Nutrition and Fitness
Nutrition and fitness plays an integral role in staying healthy and giving your body the proper nutrients for it to perform at its best. Making healthy choices in terms of nutrition and exercise can help lower your risk for diseases such as obesity, diabetes, cardiovascular disease and high blood pressure. Begin developing healthy habits while in college so that they will become a part of your lifestyle in the future.
63% of UC students reported eating 1-2 servings of fruits and vegetables per day.
The Food Guide Pyramid nutrition model has changed and the United States Department of Agriculture (USDA) now uses MyPlate to teach about healthy eating.

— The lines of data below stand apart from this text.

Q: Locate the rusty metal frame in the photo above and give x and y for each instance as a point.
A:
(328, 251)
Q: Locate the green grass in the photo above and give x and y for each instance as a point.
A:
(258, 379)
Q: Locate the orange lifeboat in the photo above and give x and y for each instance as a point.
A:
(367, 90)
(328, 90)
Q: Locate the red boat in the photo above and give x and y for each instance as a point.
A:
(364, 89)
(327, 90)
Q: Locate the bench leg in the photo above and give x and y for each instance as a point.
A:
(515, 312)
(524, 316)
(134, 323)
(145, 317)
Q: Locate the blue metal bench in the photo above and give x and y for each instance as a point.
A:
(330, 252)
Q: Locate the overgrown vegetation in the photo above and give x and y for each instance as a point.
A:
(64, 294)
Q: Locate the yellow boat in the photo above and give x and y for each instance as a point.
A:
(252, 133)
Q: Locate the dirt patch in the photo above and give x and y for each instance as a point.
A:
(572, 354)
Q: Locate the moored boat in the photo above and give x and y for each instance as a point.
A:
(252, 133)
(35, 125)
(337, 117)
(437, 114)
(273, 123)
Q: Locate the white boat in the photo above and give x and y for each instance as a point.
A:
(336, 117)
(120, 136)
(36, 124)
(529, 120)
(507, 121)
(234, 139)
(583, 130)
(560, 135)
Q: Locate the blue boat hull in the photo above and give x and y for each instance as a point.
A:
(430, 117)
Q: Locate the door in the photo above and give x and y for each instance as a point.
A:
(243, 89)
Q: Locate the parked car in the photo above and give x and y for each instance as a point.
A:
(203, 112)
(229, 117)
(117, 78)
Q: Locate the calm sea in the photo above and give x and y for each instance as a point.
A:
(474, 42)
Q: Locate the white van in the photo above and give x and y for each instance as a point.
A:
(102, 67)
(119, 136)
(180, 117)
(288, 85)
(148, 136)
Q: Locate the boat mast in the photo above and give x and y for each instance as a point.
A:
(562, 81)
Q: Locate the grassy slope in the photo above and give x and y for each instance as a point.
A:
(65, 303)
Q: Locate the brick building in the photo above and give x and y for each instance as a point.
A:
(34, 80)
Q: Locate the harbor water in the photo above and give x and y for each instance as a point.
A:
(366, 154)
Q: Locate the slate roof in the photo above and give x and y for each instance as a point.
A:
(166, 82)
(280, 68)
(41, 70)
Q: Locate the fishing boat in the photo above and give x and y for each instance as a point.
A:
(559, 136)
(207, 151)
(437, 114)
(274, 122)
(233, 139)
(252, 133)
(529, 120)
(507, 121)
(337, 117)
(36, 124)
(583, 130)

- Enjoy your food, but eat less
- Avoid oversized portions
Foods to Increase
- Make half your plate fruits and vegetables
- Make at least half your grains whole grains
- Switch to fat-free or low-fat (1%) milk
Foods to Reduce
- Compare sodium in foods like soup, bread, and frozen meals - and choose the foods with lower numbers
- Drink water instead of sugary drinks
Physical activity is crucial to maintaining a healthy lifestyle. It is important to get 150 minutes of moderate-intensity cardio exercise per week. Moderate-intensity exercises include activities like brisk walking, yoga, or golf. Another option is doing 20-60 minutes, three times a week of vigorous-intensity exercise. Some examples of vigorous-intensity exercises include jogging, playing basketball, and cycling.
Where can I exercise?
Campus Rec Center: Your rec membership is included in your tuition. Whether you like to swim, rock climb, lift weights or cardio there are several options for you. They also offer free group fitness classes, check out the schedule here.
Nippert, Sheakley Lawn or Gettler Stadium: Run the tracks, get a game of soccer going or even practice yoga!
Burnet Woods: Ride a bike, play Frisbee golf, or even run. Enjoy the outdoors on nice days.
Your house, residence hall or apartment: There are several at home work outs you can do in the comfort of your own home!